Third, managers of small companies have fewer or limited resources. Speaking from an assets standpoint, microcap executives have a smaller pool to draw from. So, execution of certain plans is tricky and warrants creativity.

The job of a small company executive is no walk in the park. However, there are certain attributes that separate the successful managers from those who aren’t so successful. These characteristics are from an investor’s standpoint. So, they are what we look for in a company’s management team.

The first attribute is accessibility. The ability to speak with management is a benefit of investing in a small company. Management that lends itself to interviews, questions, explanations is on the right track. Speaking with a chief executive officer, president or other top level executive reveals a lot about where a company is headed. Between the lines, experienced investors can sense passion, confidence and excitement, as well as doubt, confusion and hubrous. Speaking with management is a great way to have questions answered, but it is also a great way to gauge its true feelings. This lends itself to the old addage: “it’s not what you say, it’s how you say it.”

The second attribute is confidence. Confidence can come through during a phone call or at a meeting, but the biggest display of confidence is taking a position in the company. If management believes in what it’s doing, why would it not back its confidence with a meaningful position in the company? As we have discussed on many occasions, there are a lot of factors that play into insider ownership. However, under any circumstance, management should have a considerable position in the company. Otherwise, why would you own something management does not even want?

The third attribute is effectiveness. This characteristic is tough to pin point. Basically, management needs to be able to demonstrate that it is able to create and implement a plan to move the company forward. There are two parts to evaluating a management’s effectiveness:

  • Planning: What is the plan moving forward? Does it pass the smell test? Meaning is the company within its capacities. For example, a company with $1 million in revenues likely won’t grow to $100 million in a year. So, what are the company’s benchmarks and do they seem realistic given the company’s current standing?
  • Execution: After being aware of the benchmarks, did the company achieve any or all of them? This is key because it truly shows a management team’s ability to fulfill its goals. If some or all of the goals are met, investor confidence will grow, leading to higher share value.

The importance of effectiveness goes without saying. Simply put, an ineffective management team will lead to a declining share value and vice versa.

The fourth and final attribute is experience. Not all microcap executives have executive experience leading a company. But are they experts in their fields? Have they had success in the past? There is a reason this is last and that’s because past experience and success do not always lead to future success; and, the lack of past experience and success does not always lead to future failures. However, having know-how helps.
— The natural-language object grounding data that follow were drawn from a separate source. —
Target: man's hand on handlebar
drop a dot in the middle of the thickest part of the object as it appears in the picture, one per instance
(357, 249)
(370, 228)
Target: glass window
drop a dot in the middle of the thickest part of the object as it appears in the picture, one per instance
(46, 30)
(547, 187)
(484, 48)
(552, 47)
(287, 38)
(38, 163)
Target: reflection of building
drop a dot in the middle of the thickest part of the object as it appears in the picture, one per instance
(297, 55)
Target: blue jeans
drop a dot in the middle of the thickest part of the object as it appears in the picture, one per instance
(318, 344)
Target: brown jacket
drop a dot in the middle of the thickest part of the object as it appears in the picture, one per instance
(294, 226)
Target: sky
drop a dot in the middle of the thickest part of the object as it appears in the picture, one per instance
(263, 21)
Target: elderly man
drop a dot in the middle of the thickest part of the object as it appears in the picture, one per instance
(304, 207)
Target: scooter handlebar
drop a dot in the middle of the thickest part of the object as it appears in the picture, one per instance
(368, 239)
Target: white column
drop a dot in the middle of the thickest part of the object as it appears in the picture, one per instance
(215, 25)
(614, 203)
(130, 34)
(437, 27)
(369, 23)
There’s an old saying in the investment world: bet on the jockey, not the horse. This means that investors bet on the management team, not necessarily the company. In most cases, the smaller the company, the truer this saying rings. Stock market and financial success speak for a company. However, behind those successes is a management that is accessible, confident, effective and experienced. In the fragile, volatile world of small stock investing, it’s critical to have management on the investors’ side. After all, management decisions can make or break a small company.